Thursday, January 31, 2008

Naps are so overrated

I know, I know. Two blogs in one month. One week, even. I wasn’t really planning to write this.

But I was trying to take a nap yesterday while Jadon slept (because it was my birthday and I decided to give myself a break). God decided I didn’t really need a break. His voice started as this breath-of-a-whisper, but, as I laid there arguing about how I really just needed a little sleep because the week’s been so busy and I had already written three stories for the newspaper and I would be hosting and cooking dinner for my home group tomorrow and it was my birthday, God’s voice became the shriek of Hill Country winds that rattle our windows on days like today.

So I decided I should probably do what he said, share what’s on my heart. I hope what follows is worth a missed nap.

Sometimes, it’s really hard to imagine a great big God sitting on a great big throne, watching every tiny person in the universe melt into little puddles of people as the chaos of our lives and the lies we’ve been told—are still being told—nibbles away at who we were created to be.

Sometimes, it’s really hard to believe he’s a mighty, merciful, got-everything-under-control God.

I feel doubt sometimes, too, when I think of my friends Ben and Katrina.

Their story is difficult to tell. They’ve been married for more than five years and have been trying to have children since the day they said their vows. It hasn’t happened yet.

So, for the last year, they’ve been traveling to San Antonio for fertility treatments and some really painful procedures that they had hoped might make a difference.

They were here just last week for some tests that would determine whether they could proceed with a costly fertility treatment they had already tried once before. My Ben and I joined them for lunch before they followed me back to our home to wait for the 2 p.m. doctor’s call.

He was late calling. I laid Jadon down for his afternoon nap, and Ben and Katrina and I sat at our dining room table chatting and joking and laughing, trying not to think about the reason they were there. Katrina glanced at her watch every now and then as the minutes slid into an hour.

When her phone finally buzzed, Katrina answered it with this vulnerability that knotted my heart. Ben (her Ben) couldn’t even look at her. Fear sucked all the air from the room, so my spirit began to pray words that settled my stomach, words that I can’t even remember now.

I do remember Katrina’s feet, crossed at the ankles, and the way her heels tapped the floor in a rhythm that seemed to hold her together and the way the tips of her fingernails turned white from her grip on the phone and the way her face crumpled like a flimsy piece of notebook paper when her composure fractured.

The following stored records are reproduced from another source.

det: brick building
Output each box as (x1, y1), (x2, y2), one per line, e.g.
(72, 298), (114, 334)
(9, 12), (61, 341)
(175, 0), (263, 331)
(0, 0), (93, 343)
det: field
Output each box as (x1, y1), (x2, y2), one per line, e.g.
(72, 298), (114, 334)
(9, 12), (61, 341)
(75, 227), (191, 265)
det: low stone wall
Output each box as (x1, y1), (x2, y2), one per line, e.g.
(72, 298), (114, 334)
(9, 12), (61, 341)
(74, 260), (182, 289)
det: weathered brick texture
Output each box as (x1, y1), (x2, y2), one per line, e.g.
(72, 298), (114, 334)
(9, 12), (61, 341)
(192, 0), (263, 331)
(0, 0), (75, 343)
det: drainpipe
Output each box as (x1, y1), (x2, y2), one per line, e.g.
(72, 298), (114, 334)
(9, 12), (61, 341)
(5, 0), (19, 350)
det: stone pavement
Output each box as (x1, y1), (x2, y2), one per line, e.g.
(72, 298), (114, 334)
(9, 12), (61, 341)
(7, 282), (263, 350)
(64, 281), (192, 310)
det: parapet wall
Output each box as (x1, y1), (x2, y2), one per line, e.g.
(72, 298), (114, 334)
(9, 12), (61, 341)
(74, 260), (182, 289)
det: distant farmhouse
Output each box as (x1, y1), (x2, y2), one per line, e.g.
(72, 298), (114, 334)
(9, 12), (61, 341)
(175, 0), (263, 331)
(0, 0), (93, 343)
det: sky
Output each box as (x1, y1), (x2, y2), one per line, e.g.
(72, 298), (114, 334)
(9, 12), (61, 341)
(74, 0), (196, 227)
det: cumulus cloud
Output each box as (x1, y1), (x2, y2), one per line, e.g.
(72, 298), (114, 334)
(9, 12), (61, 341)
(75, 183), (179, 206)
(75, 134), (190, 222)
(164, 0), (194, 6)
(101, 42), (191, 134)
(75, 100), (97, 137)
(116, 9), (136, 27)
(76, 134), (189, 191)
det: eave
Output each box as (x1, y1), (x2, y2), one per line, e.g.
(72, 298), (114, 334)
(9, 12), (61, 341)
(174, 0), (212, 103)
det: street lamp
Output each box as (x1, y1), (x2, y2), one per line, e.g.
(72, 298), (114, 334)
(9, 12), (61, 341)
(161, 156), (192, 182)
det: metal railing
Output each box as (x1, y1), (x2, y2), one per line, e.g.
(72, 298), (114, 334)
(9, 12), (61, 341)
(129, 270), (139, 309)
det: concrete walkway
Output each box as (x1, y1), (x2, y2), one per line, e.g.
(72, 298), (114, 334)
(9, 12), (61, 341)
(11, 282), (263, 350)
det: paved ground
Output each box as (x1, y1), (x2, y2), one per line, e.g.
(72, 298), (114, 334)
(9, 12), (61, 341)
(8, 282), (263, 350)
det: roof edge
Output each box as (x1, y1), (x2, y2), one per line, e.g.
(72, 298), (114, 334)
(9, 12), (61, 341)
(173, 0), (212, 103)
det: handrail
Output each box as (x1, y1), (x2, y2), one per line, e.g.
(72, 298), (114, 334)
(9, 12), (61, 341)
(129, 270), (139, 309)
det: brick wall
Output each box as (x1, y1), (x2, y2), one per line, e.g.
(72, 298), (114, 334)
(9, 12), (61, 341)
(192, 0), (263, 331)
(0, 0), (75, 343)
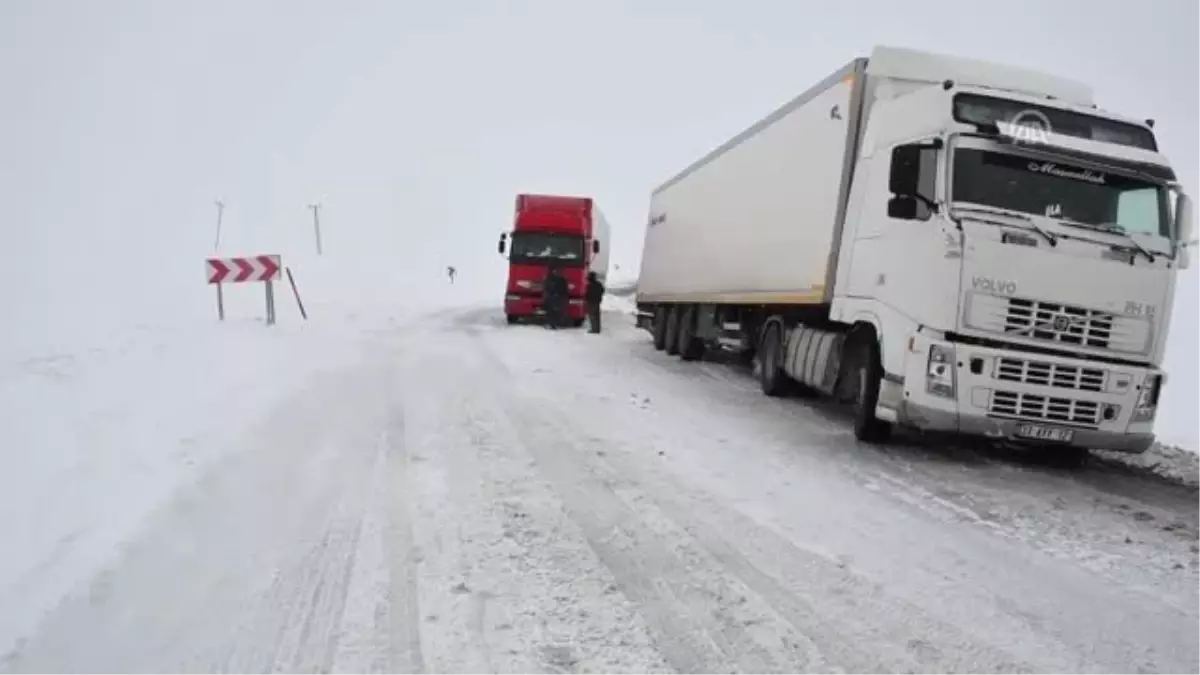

Every one of her tears burned my face.

She ended the call and just stared at her husband for what seemed like forever, her tears pooling on the neck of her T-shirt. The pain made it so hard to breathe.

I had to leave the room.

I didn’t say a word before I walked up our stairs. I didn’t know what to say. I only knew that I could feel it inside, way down deep, a sickening pain that blazed its way through my mind and heart and soul. I watched it drink my hope like hope had never reached solidity.

Then Jadon began to cry.

I slid into his room and cradled him in my arms, trying to rock him back to sleep before his wail bruised Ben’s and Katrina’s hearts even more. I thought about a lot in those moments before he closed his eyes. I thought about how he was a gift we didn’t deserve, about how (my) Ben and I take so much of God’s favor for granted, about how he could turn it all around in a second.

I thought about what I could possibly say to keep Ben and Katrina believing. God is on his throne. He is all-powerful, even though he hasn’t opened Katrina’s womb, and loving, even though he hasn’t answered her most repeated prayer, and fair, even though millions of abortions happen every day while couples like Ben and Katrina ache for a child. He has plans to prosper us, works all things out for our good, gives us the desires of our hearts when rest in him. They were just words, and I couldn’t make them anything more.

I prayed over them before they left, told them (my) Ben and I would believe for them when they couldn’t believe anymore. They left with vacant eyes. The enemy’s lies were sneaking back in, convincing them they are broken and defective.

I’ve prayed for them all week, right around my 14th lap on the treadmill we keep in our garage. I’ve prayed that God would show them he’s a mighty, merciful, got-everything-under-control God.

The thing is—what God wedged into my heart as I dozed yesterday—sometimes, he’s not a great big God sitting on a great big throne.

I don’t mean that to say that he’s not always I AM. I mean it to say that sometimes, when death or disappointment or those splintered dreams creep into our lives, he is a small God, close enough to touch and hear and see. Sometimes, he’s right here, stroking our hair as we try to figure out what to do with so much pain, his heart throbbing right along with ours. And sometimes, that’s exactly what we need.

Oh, God, be small enough for Ben and Katrina. Be small enough for all of us.